Now turn the plug with a tension wrench (or key). If the plug will not turn, pull the wire tool outwards a tiny bit and try again. At the end of the turning (this plug only turns clockwise to open), you will feel the plug become slightly springy.
Once you feel the turning become springy, push in with medium pressure on the tool to press on the shoulder of the plug. Keep turning the plug, and the wire will push the plug.
Ta-dah! The plug can now be removed.
Here is the plug:
This is the spring loaded plug retaining clip. This is what needs to be moved in to remove the plug.
And pushed in… (fgarci - stop laughing! )
From the top, the plug looks like this: Note how the wafers are higher than the sheer line on one half of the plug, and lower on the other. That will be explained shortly.
On any wafers that are raised (or lowered) above (or below) the sheer line, can be pushed to the other side as the key would do from the inside. They are spring loaded, so will return when you remove pressure.
And the top or bottom view of the plug. Note the tiny stake crimp in the center of the plug. You will need to use a small screwdriver to move that back outwards to continue.
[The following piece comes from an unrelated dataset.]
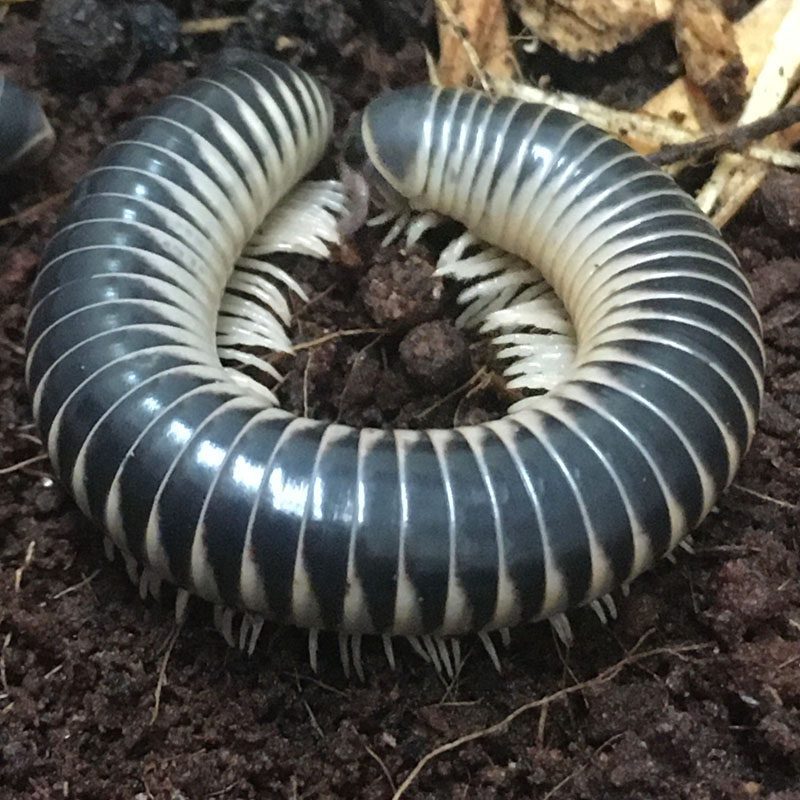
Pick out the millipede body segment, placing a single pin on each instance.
(201, 480)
On one side of the plug (we will call this side the top), you will see two notches to the front and rear of the wafer carrier. Those are where the spring can fit when removing the carrier.
From the bottom of the plug, use a punch or small screwdriver to push the wafer carrier up (towards the side with the notches).
A bit further up, and you can start to see the spring.
Most of the way out. Now you can see all of the spring, and how the ends fit into those slots pointed out above.
The empty plug
The wafer carrier, wafers and spring. The spring shape shows why half the wafers are up and the other half are down.
One side of the wafer carrier has the keyway profile that matches the plug keyway profile. This side goes towards the outside of the plug (against the plug keyway profile).
The other side of the wafer carrier, like the wafers themselves, has a simple slot cut in it.
Inside the lock body, you can see the cam that turns to unlock the padlock. This does not move a locking dog - it has a lip that meshes with the shackle, so this lock can not be shimmed open.
Now remove the spring from the wafer carrier/wafers.
Now to decode. This is much easier than you might think! Use a flat piece of metal (the back of a pick, or in this case simply a piece of wiper insert) inside the keyway to push everything down from the inside of the keyway. Be sure that, from the outside edges, you push up the wafers so all the wafers sit against the wiper insert on the inside of the wafers.
Now you simply trace the pattern of the wafers and cut them onto a blank! Could not take a picture with my phone and lay the key on the picture of the wafers at the same time, so a co-worker loaned me their phone so I could take the next two shots.
Have a key for this particular lock, so you can see how this method shows you the cuts of the key with out any fuss.
Since the wiper insert is not centered in the keyway, you can see the wafer carrier sticking out the bottom of the picture above. And had to have a little of the wafers sticking out above/below the key so you could see how accurately the wiper insert/flat pick method of decoding the key works. You can trace the pattern onto paper, and glue it to a blank, then cut or file the key.
To install the plug, put the plug into the hole, and turn it clockwise so the post that stops the plug from turning forces the retaining clip into the plug. The plug will then drop into the lock. Keep pressing the plug inwards until it stops just short of fully being seated. Then turn the plug more (clockwise) while pressing in the plug, and it will drop the rest of the way, the retaining clip popping into place auto-magically. Then reassembly is done!
Hope this answers some of your questions. If not, then ask!